La mafia. E affini: ‘ndrangheta, camorra, sacra corona unita. Solo criminalità? Dedichiamo questo numero del nostro sito per raccogliere idee e capire che non siamo di fronte solo alla trasgressione più o meno violenta della norma giuridica. In questi fenomeni c’è qualcosa di più profondo, di più radicato e radicale. Qualcosa che, contemporaneamente, coglie l’individuo e la collettività, la memoria […]

La mafia. E affini: ‘ndrangheta, camorra, sacra corona unita. Solo criminalità? Dedichiamo questo numero del nostro sito per raccogliere idee e capire che non siamo di fronte solo alla trasgressione più o meno violenta della norma giuridica. In questi fenomeni c’è qualcosa di più profondo, di più radicato e radicale. Qualcosa che, contemporaneamente, coglie l’individuo e la collettività, la memoria di ciò che è stato e la più sfrenata voglia di costruire l’impero che verrà, l’io e il noi.
Per questo, come pezzo d’apertura, vi proponiamo un’interessante interpretazione di uno storico, Marcello Ravveduto, che ci descrive il pendolo delle mafie, capace di mettere insieme gli opposti storici e sociali. Com’è possibile conciliare gli opposti? Come è possibile che questo meccanismo penetri nel tessuto culturale di un luogo e insieme nel tessuto morale di un individuo? Non vi sembri strano il fatto che ci si sia rivolti anche a degli psichiatri per capire la profondità di questo devastante meccanismo umano. Ecco allora l’intervento di Giuseppe Laganà, che chiama in causa la dimensione femminile, e l’intervento di Pia De Silvestris, che lavora attorno all’elemento invidioso primario e secondario. E lo facciamo anche con la bellezza, con l’etica dell’estetica richiamata da Mara Filippi. Strade che aprono nuovi approcci per sostenere la lotta al contropotere mafioso.

Un percorso, quello dell’antimafia, che incontra successi e insuccessi. Ma che va sostenuto perché la legalità faccia crescere una nuova stagione democratica e di sviluppo economico. L’antimafia non si fonda solo sulla repressione, ma sull’intelligente analisi della struttura mafiosa.

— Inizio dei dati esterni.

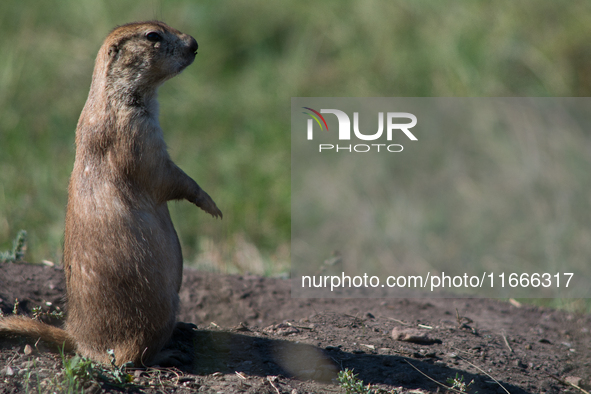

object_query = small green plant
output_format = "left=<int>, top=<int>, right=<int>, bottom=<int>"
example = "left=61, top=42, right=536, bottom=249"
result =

Ecco allora le osservazioni sociologiche di Antonio La Spina, che mette in luce il ruolo decisivo dei quadri intermedi, di quella che noi chiameremmo “classe dirigente”, nella loro capacità di adottare strategie intelligenti e creative: la lotta alla mafia si fa anche indebolendo questo preciso punto della struttura. O ancora ecco il pensiero di Antonio Russo, che sottolinea il ruolo non soltanto di ciò che si fa, ma di ciò che non si fa a sufficienza, delle omissioni e dell’incapacità di cogliere che la lotta alla mafia non consente di non prendere posizione, di non appartenere ad una nuova resistenza. O ecco infine il pensiero di un esponente di una funzione in prima linea nella lotta alla mafia, di un giudice come Gaspare Sturzo, che richiama il ruolo svolto dalla Giustizia italiana, che non è “alle porte del deserto”.

Le mafie, prendendo a prestito un’espressione proprio di Sturzo, organizzano il “male comune”. A noi, che abbiamo scelto di chiamarci in modo esattamente opposto, non poteva sfuggire questa dimensione. Allora questo approfondimento diventa anche il nostro modo per rinnovare una dichiarazione d’intenti: a noi, di comune, piace il bene, la legge. Perché l’Italia si può riscattare solo col ritorno il più vicino possibile alla linea della legalità, col sentire la legge come fatto proprio, essenziale, costitutivo, identitario: nostro. Insomma, a sentire la legalità come cosa nostra.